Ingredients 3 medium potatoes
20 g butter
1 ripe avocado, sliced
½ tbsp lemon juice
For the filling 20 g butter
½ tbsp flour
½ tbsp powdered chicken stock
½ tsp curry powder (or more to taste)
½ cup milk
200 g canned tuna (or salmon), drained
Preheat the oven to 180°/165° fan forced.
Wash and dry the potatoes and bake in the oven for about an hour.
Remove and cool.
Cut about a third off the top of each potato and scoop out the potato flesh, leaving about a 1 cm thick shell.
Melt the butter - I used microwave, and brush the outside of the potato shells.
Put back in the oven for about 15 minutes to crisp up the potato skin.
While the potatoes are crisping, prepare the filling.
For the filling
Melt the 20 g butter in a saucepan and stir in the flour, chicken stock and curry powder.

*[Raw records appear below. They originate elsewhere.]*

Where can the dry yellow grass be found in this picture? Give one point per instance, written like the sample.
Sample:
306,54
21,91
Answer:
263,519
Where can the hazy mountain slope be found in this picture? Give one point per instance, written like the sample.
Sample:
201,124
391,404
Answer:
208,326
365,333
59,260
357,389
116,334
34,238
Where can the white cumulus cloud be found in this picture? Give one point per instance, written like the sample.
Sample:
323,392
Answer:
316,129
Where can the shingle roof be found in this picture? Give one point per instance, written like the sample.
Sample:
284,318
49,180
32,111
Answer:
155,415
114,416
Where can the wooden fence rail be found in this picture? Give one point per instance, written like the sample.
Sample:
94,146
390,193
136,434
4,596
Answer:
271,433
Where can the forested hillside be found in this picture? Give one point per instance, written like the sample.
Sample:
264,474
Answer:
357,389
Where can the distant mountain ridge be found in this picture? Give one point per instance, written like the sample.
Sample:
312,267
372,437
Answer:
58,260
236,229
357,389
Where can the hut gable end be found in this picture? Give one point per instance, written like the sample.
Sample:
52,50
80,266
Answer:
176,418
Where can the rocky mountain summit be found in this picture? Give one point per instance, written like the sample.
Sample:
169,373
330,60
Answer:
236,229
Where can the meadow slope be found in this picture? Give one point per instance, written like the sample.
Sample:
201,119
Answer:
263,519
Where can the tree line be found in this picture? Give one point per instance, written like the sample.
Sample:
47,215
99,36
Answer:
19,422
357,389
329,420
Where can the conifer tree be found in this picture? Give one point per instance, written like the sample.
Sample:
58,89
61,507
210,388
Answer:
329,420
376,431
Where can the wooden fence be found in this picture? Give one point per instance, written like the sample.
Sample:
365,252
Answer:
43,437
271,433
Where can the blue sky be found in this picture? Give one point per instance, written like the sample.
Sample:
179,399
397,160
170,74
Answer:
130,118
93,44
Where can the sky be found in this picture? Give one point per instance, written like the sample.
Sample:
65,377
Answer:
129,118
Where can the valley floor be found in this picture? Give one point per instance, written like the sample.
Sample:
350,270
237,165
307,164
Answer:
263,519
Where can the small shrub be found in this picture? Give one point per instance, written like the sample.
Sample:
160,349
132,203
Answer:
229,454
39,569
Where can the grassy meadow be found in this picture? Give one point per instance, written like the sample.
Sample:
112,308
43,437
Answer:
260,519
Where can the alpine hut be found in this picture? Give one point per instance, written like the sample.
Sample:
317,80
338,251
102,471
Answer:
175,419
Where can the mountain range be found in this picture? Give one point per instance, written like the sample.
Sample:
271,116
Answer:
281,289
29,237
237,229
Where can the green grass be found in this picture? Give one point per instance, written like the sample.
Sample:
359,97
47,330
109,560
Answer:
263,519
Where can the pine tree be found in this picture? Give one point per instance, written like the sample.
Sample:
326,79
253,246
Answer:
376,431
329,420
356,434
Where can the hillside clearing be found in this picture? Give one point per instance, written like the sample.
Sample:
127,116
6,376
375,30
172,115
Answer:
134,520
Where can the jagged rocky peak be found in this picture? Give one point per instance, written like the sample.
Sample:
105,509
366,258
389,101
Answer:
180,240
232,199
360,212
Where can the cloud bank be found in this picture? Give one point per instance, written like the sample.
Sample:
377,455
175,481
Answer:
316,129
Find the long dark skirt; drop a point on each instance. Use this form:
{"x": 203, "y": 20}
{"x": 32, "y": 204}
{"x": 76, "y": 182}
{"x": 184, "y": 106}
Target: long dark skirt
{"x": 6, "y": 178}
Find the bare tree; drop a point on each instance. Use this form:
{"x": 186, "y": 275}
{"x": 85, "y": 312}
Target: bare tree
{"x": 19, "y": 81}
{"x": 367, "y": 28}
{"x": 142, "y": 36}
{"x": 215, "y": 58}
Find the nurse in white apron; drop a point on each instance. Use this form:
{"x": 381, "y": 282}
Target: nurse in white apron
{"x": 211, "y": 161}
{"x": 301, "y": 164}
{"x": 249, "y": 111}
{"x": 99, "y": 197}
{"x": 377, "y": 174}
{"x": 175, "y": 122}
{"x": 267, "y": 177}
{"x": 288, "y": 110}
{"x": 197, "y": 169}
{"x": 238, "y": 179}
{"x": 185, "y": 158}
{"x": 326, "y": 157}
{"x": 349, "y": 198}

Stir for about a minute over a medium heat, and ensure there are no lumps.
Take off the heat, and stir in the milk.
Put back on the heat and stir until the mixture boils and thickens.
Add the tuna.
To make up
Fill the potato shells with the tuna mix.
Top with the avocado slices, sprinkled with lemon juice to stop them browning, and put the "lids" of the potato next to the avocado.
Return to the oven for about 15 minutes to heat through.
Alternatively, you could also add grated cheese over the top and brown under the grill before serving.
I wonder why you put avocado in the title? The farci is potato stuffed with tuna; avocado is just a topping.
I have seen bread bowls before, either filled with soup or dip. This is the first time I have seen a potato bowl. A meal in a potato!